With our knowledge of machine learning and neural networks, we used the features in the provided dataset to create a binary classifier that is capable of predicting whether applicants will be successful if funded by Alphabet Soup.
From Alphabet Soup’s business team, we received a CSV containing more than 34,000 organizations that have received funding from Alphabet Soup over the years. Within this dataset are a number of columns that capture metadata about each organization, such as the following:
- EIN and NAME—Identification columns
- APPLICATION_TYPE—Alphabet Soup application type
- AFFILIATION—Affiliated sector of industry
- CLASSIFICATION—Government organization classification
- USE_CASE—Use case for funding
- ORGANIZATION—Organization type
- STATUS—Active status
- INCOME_AMT—Income classification
- SPECIAL_CONSIDERATIONS—Special consideration for application
- ASK_AMT—Funding amount requested
- IS_SUCCESSFUL—Was the money used effectively
Detailed screenshots of every step in the flow are in the Appendix below.
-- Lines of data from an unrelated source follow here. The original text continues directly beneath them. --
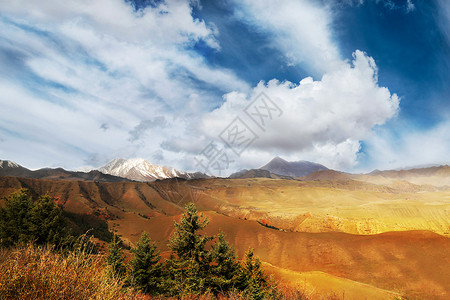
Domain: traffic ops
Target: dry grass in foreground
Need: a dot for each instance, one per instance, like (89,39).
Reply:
(39,273)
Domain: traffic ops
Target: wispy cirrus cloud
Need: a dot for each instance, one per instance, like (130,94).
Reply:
(81,67)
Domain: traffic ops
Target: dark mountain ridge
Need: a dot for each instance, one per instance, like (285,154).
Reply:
(300,168)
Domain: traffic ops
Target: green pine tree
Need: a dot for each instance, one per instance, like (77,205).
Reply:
(225,268)
(189,266)
(47,223)
(146,271)
(15,219)
(116,258)
(253,281)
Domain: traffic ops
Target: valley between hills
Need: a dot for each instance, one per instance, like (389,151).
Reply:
(373,236)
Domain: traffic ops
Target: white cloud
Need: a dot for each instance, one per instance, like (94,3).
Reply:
(301,29)
(118,68)
(410,147)
(322,120)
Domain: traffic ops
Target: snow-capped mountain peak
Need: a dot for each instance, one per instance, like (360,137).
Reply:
(140,169)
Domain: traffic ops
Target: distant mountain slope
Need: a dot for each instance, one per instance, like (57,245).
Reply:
(257,173)
(328,175)
(9,168)
(430,171)
(301,168)
(436,176)
(141,170)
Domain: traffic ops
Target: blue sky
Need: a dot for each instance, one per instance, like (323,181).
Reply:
(359,84)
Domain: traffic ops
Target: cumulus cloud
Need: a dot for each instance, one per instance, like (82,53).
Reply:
(409,148)
(72,66)
(322,120)
(145,125)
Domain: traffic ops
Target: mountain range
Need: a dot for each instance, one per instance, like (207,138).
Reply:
(139,169)
(300,168)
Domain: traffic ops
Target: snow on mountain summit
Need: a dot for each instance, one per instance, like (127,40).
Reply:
(140,169)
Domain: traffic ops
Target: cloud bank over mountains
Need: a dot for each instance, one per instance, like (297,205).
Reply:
(88,81)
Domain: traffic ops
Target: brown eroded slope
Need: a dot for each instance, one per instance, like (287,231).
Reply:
(308,206)
(415,263)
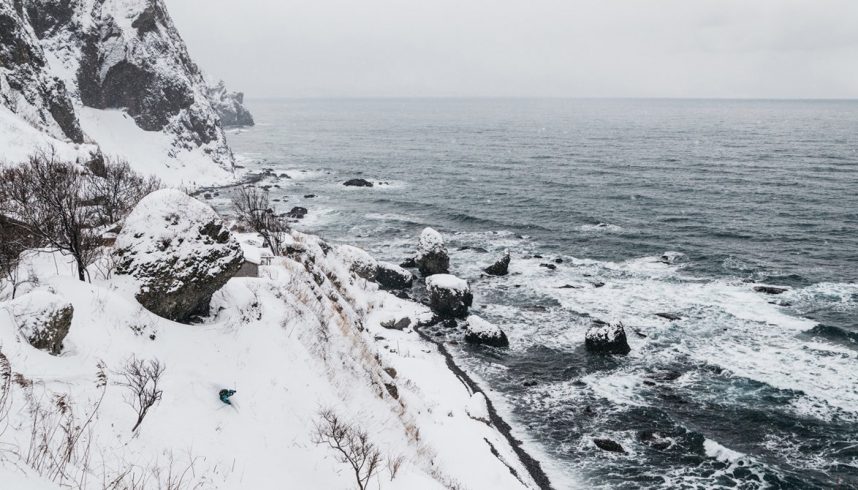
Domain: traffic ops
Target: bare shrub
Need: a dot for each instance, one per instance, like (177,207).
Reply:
(254,208)
(115,189)
(141,377)
(352,443)
(46,198)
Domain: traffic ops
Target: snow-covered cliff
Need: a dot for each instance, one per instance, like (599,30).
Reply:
(108,74)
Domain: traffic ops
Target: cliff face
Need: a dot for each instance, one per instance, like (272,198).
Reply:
(61,57)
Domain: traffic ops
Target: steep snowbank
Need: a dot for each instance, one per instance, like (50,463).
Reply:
(304,336)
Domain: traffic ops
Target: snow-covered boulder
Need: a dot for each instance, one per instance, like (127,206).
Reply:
(480,331)
(43,318)
(449,296)
(432,255)
(605,338)
(501,267)
(359,261)
(179,252)
(391,277)
(229,106)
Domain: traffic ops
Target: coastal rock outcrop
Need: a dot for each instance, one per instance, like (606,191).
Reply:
(449,296)
(43,318)
(501,267)
(603,338)
(229,106)
(432,257)
(178,251)
(479,331)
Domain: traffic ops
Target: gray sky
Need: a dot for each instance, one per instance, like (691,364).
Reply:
(577,48)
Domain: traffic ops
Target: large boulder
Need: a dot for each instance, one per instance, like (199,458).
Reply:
(480,331)
(432,255)
(391,277)
(604,338)
(449,296)
(43,318)
(179,253)
(501,267)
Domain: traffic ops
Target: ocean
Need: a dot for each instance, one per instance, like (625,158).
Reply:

What variable(s) are considered the target(s) for your model?
Target |
---|
IS_SUCCESSFUL |
What variable(s) are considered to be the features for your model?
Feature | Modification |
---|---|
NAME - was originally dropped from the DataFrame because the instructions said so, but later discovered that this feature was critical for achieving accuracy above 75% | bin_names() See Fig A33 |
APPLICATION_TYPE | reduce_count_vals() See Fig A22 |
AFFILIATION | |
CLASSIFICATION | reduce_count_vals() See Fig A22 |
USE_CASE | |
ORGANIZATION | |
STATUS | |
INCOME_AMT | |
SPECIAL_CONSIDERATIONS | |
ASK_AMT |
What variable(s) are neither targets nor features, and should be removed from the input data?
Removed |
---|
EIN |
How many neurons, layers, and activation functions did you select for your neural network model, and why?
Run | Neurons per Layer | Layers | Act Functions | Scaling |
---|---|---|---|---|
Del. 1 | ||||
Del. 2 | 80/30/1 | 3 | r/r/s | StandardScaler |
Del. 3 Opt1 | 340/170/85/40/40/20/5/1 | 8 | t/t/t/t/s/s/s | StandardScaler |
Del. 3 Opt2 | 340/170/85/40/40/20/5/1 | 8 | r/r/r/r/s/s/s | MinMaxScaler |
Del. 3 Opt3 (KerasTuner) | various | various | various | StandardScaler |
Del. 3 Opt4 | 256/128/64/32/16/8/4/1 | 8 | r/r/r/r/r/r/r/s | MinMaxScaler |
Were you able to achieve the target model performance?
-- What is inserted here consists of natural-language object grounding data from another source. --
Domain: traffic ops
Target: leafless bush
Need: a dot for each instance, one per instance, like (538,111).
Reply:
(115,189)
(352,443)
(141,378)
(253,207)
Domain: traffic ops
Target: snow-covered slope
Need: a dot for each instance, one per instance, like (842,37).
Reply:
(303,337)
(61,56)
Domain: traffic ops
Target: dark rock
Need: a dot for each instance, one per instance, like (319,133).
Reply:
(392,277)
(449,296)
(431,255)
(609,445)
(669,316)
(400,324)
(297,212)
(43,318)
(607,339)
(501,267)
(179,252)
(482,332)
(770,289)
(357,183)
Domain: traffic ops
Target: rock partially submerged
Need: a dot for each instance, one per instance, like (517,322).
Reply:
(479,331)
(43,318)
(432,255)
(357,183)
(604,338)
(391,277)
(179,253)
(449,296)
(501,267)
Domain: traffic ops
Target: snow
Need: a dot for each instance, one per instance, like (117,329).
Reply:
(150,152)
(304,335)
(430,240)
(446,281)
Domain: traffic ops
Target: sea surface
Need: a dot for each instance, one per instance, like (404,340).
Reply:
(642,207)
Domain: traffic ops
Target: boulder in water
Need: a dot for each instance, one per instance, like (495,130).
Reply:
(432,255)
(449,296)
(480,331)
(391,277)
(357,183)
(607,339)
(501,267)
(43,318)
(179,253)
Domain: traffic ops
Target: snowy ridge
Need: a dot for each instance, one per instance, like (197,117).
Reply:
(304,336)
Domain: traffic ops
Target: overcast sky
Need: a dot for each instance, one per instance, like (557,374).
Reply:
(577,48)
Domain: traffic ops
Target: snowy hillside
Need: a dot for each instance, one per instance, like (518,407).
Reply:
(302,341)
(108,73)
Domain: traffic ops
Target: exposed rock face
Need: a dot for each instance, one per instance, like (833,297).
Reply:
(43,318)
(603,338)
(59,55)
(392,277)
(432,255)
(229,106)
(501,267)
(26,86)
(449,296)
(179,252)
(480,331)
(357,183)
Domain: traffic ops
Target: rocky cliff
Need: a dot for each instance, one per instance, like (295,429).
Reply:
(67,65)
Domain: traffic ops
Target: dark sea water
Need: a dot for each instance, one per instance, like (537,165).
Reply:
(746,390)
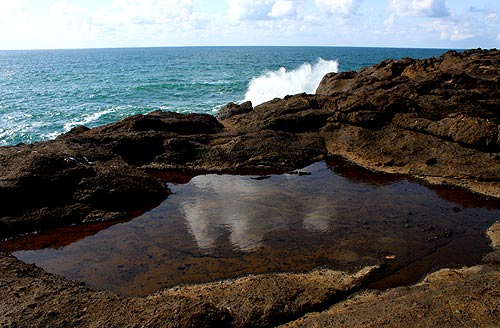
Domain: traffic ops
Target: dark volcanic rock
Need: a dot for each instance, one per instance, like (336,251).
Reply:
(232,109)
(435,118)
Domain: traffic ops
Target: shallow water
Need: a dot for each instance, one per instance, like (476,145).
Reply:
(221,226)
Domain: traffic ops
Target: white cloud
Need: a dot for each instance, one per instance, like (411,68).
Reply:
(427,8)
(261,9)
(250,10)
(342,7)
(283,8)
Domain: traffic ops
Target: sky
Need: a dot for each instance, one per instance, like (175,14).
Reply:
(60,24)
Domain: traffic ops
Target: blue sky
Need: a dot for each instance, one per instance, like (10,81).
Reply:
(43,24)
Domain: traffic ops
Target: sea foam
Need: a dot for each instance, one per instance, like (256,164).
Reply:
(279,83)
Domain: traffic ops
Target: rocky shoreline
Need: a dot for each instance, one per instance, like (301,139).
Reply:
(435,119)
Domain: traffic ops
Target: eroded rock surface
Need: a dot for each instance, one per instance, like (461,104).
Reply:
(435,118)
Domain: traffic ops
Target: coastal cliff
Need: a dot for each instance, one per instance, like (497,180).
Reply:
(435,119)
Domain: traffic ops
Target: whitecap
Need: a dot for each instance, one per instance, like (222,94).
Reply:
(279,83)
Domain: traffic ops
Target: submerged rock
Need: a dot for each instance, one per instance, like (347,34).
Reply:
(435,118)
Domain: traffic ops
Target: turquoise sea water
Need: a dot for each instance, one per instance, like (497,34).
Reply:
(47,92)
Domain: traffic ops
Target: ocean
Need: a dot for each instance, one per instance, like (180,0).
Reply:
(44,93)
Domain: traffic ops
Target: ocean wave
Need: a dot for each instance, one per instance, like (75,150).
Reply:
(279,83)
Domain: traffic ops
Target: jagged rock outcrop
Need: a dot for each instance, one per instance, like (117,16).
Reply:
(435,118)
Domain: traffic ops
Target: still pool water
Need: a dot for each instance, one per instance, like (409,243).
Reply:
(329,214)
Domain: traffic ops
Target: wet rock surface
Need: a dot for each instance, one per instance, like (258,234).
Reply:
(436,119)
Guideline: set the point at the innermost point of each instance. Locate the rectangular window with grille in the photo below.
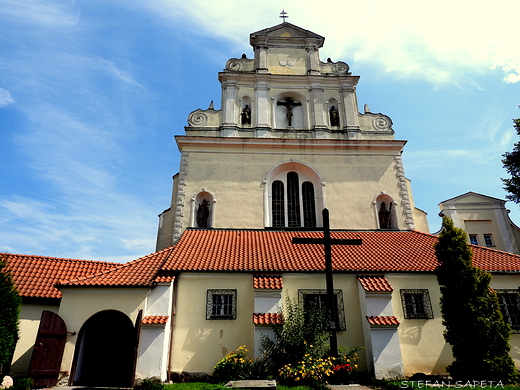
(416, 304)
(510, 306)
(318, 298)
(473, 239)
(221, 305)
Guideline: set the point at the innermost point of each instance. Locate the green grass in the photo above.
(212, 386)
(422, 385)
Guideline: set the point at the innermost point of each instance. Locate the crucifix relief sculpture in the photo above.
(289, 104)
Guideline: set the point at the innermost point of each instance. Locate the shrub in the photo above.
(150, 384)
(310, 371)
(301, 333)
(238, 366)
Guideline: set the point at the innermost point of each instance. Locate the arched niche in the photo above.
(246, 112)
(203, 209)
(293, 196)
(385, 212)
(298, 108)
(333, 113)
(105, 351)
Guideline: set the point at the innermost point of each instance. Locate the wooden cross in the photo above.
(283, 15)
(289, 104)
(327, 242)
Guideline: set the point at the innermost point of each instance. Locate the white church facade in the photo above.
(288, 142)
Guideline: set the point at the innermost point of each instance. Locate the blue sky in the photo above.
(92, 93)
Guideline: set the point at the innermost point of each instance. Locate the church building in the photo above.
(288, 142)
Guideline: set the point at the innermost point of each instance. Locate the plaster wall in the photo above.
(30, 315)
(509, 282)
(348, 195)
(347, 283)
(153, 352)
(198, 344)
(386, 353)
(480, 214)
(79, 304)
(422, 342)
(155, 339)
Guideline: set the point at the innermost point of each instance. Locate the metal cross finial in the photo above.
(283, 15)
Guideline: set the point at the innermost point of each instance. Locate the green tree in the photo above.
(475, 327)
(10, 302)
(302, 332)
(511, 161)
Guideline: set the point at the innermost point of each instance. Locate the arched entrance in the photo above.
(105, 351)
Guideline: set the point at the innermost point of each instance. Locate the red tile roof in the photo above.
(375, 283)
(267, 318)
(137, 273)
(272, 251)
(155, 320)
(268, 282)
(35, 276)
(383, 321)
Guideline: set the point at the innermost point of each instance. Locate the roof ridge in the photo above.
(56, 258)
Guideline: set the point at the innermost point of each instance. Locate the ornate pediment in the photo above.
(288, 33)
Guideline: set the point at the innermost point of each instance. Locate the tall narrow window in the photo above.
(309, 210)
(293, 200)
(278, 209)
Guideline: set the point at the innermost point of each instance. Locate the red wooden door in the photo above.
(48, 350)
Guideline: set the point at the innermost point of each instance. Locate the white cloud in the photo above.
(443, 42)
(5, 98)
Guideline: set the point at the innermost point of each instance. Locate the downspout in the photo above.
(172, 326)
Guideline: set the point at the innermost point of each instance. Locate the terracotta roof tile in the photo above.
(383, 321)
(155, 320)
(137, 273)
(267, 318)
(268, 282)
(36, 276)
(375, 283)
(272, 251)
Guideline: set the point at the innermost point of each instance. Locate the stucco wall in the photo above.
(198, 344)
(241, 201)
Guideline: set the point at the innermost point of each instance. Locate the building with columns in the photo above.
(288, 142)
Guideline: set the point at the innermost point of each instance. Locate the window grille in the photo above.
(309, 209)
(278, 207)
(488, 240)
(318, 297)
(221, 304)
(416, 304)
(510, 306)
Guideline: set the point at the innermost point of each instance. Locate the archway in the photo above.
(105, 351)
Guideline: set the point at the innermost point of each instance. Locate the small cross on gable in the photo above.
(283, 15)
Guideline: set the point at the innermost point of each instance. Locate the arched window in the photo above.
(386, 216)
(203, 209)
(278, 208)
(293, 197)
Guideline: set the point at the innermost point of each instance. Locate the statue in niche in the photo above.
(334, 116)
(384, 216)
(246, 115)
(289, 104)
(203, 214)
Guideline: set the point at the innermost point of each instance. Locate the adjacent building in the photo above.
(288, 142)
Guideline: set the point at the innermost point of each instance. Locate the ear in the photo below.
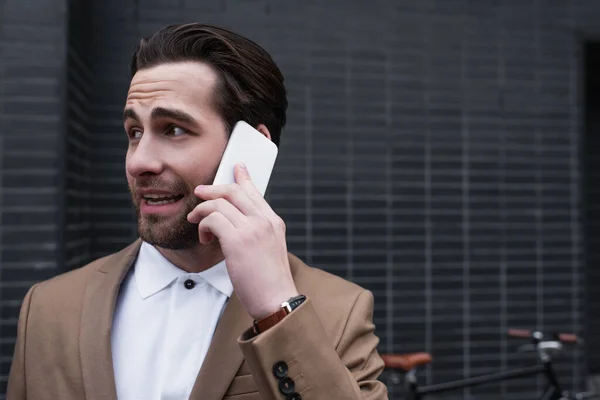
(264, 130)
What steps did you take to try and increase model performance?
I tried just about everything:
Using our knowledge of Pandas and the Scikit-Learn’s StandardScaler(), we preprocessed the dataset in order to compile, train, and evaluate the neural network model later in Deliverable 2.
Steps:
The merged_df dataframe, which is the result of preprocessing of the charity_data.csv file, is shown in Figure 1 (and A12), and is the checkpoint for Deliverable 1.
Figure 1 - The merged_df dataframe after all preprocessing but before encoding and scaling
Using our knowledge of TensorFlow, we designed a neural network, or deep learning model, to create a binary classification model that can predict if an Alphabet Soup–funded organization will be successful based on the features in the dataset. Then we compiled, trained, and evaluated our binary classification model to calculate the model’s loss and accuracy.
Steps:
The output of the Neural Network Training step is shown in Figure 2 (and A19).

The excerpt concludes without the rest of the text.